Zeo announces that the mobile version of its new Zeo Sleep Manager product line will be available at Best Buy stores by the end of October.

Elizabeth Armstrong Moore
Elizabeth Armstrong Moore is based in Portland, Oregon, and has written for Wired, The Christian Science Monitor, and public radio. Her semi-obscure hobbies include climbing, billiards, board games that take up a lot of space, and piano.
Elizabeth Armstrong Moore

Health and wellness firm Zeo's labeling of sleep problems in America as an "epidemic" might not be hyperbole. Some 64 million of us grapple with sleep issues every night, and another 49 million struggle at least a few nights a week, according to the firm's analysis of U.S. Census data.

Zeo

Zeo, which first caught our eye in 2005 under the name Axon Labs with an alarm clock called SleepSmart, now offers a highly evolved mobile sleep system that employs a wireless headband to track all known sleep phases, including Light, Deep, and REM sleep.

The Zeo Sleep Manager then sends the resulting sleep data directly to the user's mobile device (iPhone, iPod Touch, iPad, and soon Android-based smartphones), which then syncs to the user's online Zeo account, where a ZQ sleep score that summarizes sleep quality is calculated. (It used to be transmitted to an SD card and then had to be manually uploaded.)
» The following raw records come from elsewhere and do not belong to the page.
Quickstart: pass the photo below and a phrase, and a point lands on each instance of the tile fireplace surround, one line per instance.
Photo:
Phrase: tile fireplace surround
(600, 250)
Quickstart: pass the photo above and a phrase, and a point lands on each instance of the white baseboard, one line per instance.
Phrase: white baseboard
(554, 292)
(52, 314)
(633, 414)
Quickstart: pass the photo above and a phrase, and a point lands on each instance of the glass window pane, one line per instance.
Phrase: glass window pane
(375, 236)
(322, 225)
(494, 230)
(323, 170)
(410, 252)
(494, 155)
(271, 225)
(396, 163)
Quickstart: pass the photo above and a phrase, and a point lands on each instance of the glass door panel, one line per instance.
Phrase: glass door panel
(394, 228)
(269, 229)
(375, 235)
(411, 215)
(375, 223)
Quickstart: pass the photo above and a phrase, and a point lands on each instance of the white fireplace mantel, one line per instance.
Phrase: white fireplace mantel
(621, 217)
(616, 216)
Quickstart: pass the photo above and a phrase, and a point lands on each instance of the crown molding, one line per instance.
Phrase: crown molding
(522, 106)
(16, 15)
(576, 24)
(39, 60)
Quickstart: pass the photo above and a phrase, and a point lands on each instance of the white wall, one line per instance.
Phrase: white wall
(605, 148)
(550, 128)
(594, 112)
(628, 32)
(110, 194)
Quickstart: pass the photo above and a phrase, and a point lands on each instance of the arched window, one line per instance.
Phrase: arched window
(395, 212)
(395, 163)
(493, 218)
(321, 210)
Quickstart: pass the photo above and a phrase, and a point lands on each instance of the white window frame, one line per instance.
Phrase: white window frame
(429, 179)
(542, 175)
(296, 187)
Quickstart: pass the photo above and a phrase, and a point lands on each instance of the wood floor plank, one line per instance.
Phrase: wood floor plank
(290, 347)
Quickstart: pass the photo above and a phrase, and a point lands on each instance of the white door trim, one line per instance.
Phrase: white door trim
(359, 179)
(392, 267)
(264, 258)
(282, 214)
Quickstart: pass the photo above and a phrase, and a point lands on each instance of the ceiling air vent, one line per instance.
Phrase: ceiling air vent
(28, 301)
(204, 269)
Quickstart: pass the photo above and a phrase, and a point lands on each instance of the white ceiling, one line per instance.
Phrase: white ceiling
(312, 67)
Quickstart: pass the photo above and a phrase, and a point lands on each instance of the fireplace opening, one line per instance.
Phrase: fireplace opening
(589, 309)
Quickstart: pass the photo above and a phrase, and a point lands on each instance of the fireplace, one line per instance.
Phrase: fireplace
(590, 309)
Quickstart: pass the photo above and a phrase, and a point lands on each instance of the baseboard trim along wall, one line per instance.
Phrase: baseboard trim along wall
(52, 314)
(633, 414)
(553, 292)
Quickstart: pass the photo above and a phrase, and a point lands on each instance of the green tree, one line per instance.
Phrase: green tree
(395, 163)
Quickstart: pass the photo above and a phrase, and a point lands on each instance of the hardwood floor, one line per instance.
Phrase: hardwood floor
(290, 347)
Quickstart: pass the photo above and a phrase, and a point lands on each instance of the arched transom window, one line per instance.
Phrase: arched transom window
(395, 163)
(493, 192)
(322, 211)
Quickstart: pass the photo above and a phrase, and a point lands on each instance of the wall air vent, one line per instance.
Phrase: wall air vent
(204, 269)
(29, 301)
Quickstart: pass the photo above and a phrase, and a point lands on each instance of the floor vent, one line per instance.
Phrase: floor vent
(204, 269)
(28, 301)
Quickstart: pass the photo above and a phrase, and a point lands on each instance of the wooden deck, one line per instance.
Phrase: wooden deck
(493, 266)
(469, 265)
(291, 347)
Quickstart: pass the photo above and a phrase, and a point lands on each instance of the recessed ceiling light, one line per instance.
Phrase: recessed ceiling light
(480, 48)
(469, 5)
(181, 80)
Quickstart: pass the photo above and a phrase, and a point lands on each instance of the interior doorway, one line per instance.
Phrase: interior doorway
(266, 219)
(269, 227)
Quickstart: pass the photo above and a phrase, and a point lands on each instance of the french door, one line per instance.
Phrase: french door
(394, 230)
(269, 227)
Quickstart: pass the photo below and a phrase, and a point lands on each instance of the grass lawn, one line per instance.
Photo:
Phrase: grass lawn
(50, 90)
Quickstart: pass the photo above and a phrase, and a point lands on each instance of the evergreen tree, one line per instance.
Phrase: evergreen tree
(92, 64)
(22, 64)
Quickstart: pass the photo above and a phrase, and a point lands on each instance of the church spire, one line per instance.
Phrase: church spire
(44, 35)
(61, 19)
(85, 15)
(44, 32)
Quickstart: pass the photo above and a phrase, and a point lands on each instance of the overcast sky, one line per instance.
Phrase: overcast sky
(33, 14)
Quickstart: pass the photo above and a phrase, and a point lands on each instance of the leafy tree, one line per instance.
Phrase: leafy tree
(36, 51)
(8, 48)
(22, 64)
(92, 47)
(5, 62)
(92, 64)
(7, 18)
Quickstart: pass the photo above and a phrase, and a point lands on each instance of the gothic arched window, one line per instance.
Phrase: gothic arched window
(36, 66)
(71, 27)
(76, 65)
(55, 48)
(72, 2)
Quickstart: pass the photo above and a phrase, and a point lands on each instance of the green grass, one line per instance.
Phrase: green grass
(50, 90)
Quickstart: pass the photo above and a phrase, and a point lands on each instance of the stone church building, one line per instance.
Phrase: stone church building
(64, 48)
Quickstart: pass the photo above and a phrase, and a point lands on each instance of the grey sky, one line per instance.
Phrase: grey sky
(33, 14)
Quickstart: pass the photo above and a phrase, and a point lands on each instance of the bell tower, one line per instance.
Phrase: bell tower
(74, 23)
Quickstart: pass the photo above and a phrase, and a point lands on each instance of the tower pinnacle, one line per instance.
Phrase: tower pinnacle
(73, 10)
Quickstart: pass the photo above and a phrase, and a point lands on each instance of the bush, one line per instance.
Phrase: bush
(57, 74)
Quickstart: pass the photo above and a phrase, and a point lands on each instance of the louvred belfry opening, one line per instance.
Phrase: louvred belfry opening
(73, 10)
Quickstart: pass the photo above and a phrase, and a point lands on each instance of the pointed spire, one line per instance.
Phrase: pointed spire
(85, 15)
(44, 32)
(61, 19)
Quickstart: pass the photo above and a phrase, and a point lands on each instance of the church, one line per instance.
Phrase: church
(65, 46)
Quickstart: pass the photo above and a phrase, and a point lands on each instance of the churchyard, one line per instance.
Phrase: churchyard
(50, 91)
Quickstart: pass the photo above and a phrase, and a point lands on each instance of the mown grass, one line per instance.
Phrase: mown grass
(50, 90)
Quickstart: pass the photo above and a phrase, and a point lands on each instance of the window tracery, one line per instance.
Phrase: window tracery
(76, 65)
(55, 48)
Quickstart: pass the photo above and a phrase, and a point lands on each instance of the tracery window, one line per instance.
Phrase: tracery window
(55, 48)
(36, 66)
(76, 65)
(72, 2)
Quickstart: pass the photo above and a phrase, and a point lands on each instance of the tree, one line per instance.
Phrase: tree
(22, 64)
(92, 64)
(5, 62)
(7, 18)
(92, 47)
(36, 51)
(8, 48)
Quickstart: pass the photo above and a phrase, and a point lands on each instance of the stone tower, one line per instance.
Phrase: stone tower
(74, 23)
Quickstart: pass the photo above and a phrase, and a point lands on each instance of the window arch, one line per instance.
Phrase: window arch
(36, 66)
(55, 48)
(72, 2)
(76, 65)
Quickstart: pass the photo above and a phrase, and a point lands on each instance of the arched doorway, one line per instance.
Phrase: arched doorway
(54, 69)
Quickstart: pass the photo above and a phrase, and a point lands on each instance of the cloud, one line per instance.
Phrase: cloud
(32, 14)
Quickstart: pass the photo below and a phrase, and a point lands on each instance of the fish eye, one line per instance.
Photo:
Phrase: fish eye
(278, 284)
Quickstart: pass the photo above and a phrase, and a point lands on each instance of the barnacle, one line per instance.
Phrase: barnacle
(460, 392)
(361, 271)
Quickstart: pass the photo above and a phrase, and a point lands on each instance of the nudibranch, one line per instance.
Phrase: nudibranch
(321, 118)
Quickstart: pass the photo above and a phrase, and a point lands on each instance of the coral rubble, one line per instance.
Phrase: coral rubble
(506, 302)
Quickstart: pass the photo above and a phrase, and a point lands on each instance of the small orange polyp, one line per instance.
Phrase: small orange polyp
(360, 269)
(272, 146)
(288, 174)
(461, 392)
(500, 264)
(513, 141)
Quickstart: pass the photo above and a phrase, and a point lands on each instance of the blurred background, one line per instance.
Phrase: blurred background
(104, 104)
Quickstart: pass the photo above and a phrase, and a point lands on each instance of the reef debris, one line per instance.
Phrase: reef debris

Users can set goals to improve this score and customize Zeo's advice by monitoring "sleep stealers" such as caffeine, alcohol, stress, and a poor bedroom environment. The Zeo Sleep Manager continues to include a SmartWake Alarm that sounds when the user is in an optimal point of a sleep cycle so that the user feels more refreshed.

Zeo's Sleep Manager Mobile, which can be preoreded for $99 at myZeo.com, is set to begin selling at Best Buy retail locations nationwide in late October.